Sexual assault cases have become among the most complicated charges to defend in court. Recent amendments to the Criminal Code have made it more difficult to obtain records and other evidence that might be essential to the defence, and to ask questions in cross-examination that intrude on the complainant’s privacy. These changes make it more important than ever to have an experienced lawyer who knows how to navigate the rules to protect your interests and advance a strong defence.

Sexual offences against children

Someone who is accused of committing a sexual offence against a child may be charged with sexual assault. The Criminal Code increases both the minimum and maximum penalties for sexual assault where the victim is under the age of 16.

In addition to sexual assault, however, the Criminal Code creates several specific sexual offences that apply when the alleged victim is a child:

Sexual Interference

Section 151 of the Criminal Code makes it an offence to touch someone under the age of 16 “for a sexual purpose”. This offence is arguably more serious than sexual assault, as it requires actual proof of a sexual intention on the part of the accused.

Invitation to Sexual Touching

Section 152 of the Criminal Code makes it a crime to invite, counsel or incite a person under the age of 16 to touch them for a sexual purpose.
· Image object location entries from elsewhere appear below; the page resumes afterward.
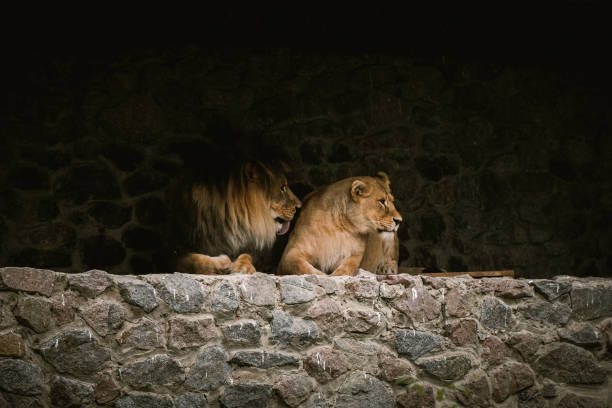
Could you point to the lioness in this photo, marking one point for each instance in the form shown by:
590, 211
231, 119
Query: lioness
237, 215
331, 234
381, 255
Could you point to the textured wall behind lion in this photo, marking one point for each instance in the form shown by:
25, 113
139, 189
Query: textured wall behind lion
494, 164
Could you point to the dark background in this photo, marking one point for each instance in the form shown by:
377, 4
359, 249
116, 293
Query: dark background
493, 122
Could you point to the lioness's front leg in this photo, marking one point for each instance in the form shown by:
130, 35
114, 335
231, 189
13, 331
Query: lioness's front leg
242, 264
296, 265
203, 264
348, 266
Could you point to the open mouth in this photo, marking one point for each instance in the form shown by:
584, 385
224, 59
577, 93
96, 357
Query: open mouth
282, 226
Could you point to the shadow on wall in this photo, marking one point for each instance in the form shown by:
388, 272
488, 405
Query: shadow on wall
494, 164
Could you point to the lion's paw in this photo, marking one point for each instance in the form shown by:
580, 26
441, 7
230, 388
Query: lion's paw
388, 268
242, 264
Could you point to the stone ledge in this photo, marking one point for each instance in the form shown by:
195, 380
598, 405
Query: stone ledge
234, 339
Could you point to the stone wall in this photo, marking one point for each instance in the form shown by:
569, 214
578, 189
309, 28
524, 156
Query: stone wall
95, 339
495, 164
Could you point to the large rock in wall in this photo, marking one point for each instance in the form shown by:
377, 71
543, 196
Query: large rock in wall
96, 339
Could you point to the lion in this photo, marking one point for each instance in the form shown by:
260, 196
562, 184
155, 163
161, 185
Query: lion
239, 215
331, 233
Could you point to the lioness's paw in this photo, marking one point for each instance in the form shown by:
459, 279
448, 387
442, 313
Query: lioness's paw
221, 261
242, 264
388, 268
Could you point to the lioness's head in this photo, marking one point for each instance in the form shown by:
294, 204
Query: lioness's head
373, 197
279, 198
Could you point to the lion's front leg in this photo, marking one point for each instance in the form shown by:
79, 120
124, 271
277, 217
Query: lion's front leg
204, 264
243, 264
349, 266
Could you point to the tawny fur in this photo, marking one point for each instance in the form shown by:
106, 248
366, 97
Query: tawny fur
331, 233
238, 218
381, 255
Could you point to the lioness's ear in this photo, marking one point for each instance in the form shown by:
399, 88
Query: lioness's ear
382, 176
358, 190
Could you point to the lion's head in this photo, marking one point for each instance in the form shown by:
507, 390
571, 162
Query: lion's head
247, 212
374, 209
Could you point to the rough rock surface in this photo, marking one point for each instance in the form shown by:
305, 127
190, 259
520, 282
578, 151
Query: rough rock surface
185, 341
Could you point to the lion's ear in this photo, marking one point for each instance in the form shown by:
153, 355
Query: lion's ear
382, 176
252, 171
358, 190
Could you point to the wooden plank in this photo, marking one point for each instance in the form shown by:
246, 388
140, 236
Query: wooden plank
476, 274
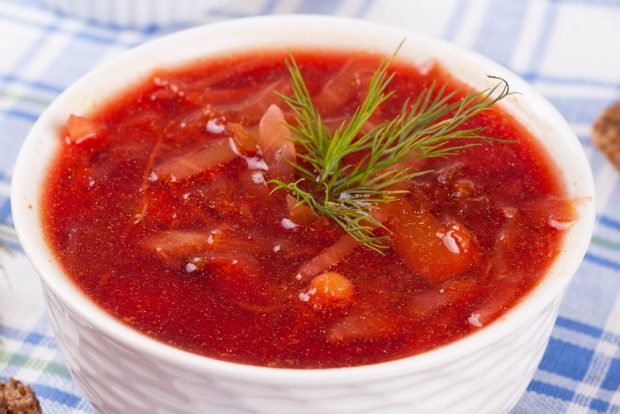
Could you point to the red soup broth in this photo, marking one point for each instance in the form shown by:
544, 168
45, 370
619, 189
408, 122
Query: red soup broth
170, 228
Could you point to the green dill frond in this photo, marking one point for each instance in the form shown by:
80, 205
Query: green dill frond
430, 126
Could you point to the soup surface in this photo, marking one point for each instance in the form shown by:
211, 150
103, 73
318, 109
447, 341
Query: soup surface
159, 208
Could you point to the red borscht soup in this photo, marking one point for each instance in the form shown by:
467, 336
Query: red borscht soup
161, 209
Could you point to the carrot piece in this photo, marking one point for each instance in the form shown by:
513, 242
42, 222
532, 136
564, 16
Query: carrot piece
330, 289
274, 139
245, 141
435, 251
299, 213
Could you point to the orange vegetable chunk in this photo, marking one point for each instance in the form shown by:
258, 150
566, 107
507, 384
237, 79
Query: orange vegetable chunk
435, 251
330, 289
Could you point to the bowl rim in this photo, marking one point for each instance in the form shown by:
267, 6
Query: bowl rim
25, 197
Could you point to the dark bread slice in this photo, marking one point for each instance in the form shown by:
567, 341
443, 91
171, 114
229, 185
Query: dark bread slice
17, 398
606, 134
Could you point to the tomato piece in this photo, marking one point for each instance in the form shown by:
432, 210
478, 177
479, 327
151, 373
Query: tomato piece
81, 129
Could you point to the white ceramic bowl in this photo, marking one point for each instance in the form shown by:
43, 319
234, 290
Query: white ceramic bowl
123, 371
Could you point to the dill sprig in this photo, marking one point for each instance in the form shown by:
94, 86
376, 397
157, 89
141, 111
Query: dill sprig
430, 126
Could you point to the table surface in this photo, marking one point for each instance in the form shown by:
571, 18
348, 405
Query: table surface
568, 50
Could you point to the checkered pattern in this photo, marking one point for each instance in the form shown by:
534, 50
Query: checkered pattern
567, 49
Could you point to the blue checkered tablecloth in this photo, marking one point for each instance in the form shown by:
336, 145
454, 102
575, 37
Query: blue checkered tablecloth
569, 50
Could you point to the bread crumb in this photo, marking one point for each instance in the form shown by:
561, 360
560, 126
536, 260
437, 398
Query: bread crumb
17, 398
606, 134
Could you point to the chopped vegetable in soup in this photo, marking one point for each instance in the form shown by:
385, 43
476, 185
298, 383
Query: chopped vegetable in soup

This crime isn’t concerned with whether the touching actually happened – it criminalizes any attempt to convince a child to engage in sexual activity.

Sexual Exploitation

Section 153 of the Criminal Code makes it an offence for any person who is in a position of trust or authority with a person who is between 16 and 18 years old to have sexual contact with that young person or to invite them to have sexual contact with them.

Defending sexual assault charges

(and what to do if you have been charged with sexual assault)

Sexual offence charges are often “credibility cases” – meaning that whether someone is convicted of assault usually depends on whether the evidence of the accuser is believed. This is why it is so important to have a good criminal lawyer with a lot of experience in these types of cases. Cross-examining a witness to poke holes in their story or to reveal contradictions, lies, and a motive to fabricate allegations takes skill and effort – and a cross-examination that isn’t well prepared will go nowhere and achieve nothing.

Aside from issues of credibility, consent is often an important defence to some sexual assault charges. In most cases involving adults, sexual contact is not a crime if it is consensual. This means that the Crown must prove there was no consent beyond a reasonable doubt. If the accused can raise a reasonable doubt about whether the contact was in fact consensual, he will be entitled to an acquittal. There are some cases where a defence that relies on consent can become complicated and difficult, especially those cases that involve the consumption of alcohol or drugs before the sexual contact occurred.

The other important defence related to consent is referred to as “mistaken belief in consent”. An accused person can only be convicted of sexual assault if they knew the other person was not consenting to the touching that occurred. If an accused can raise a reasonable doubt about whether he believed the complainant was consenting, he will be found not guilty. This defence has been complicated by amendments to the Criminal Code that require anyone who wishes to rely on this defence to establish that they took “reasonable steps” to ascertain whether the complainant was in fact consenting to the sexual activity.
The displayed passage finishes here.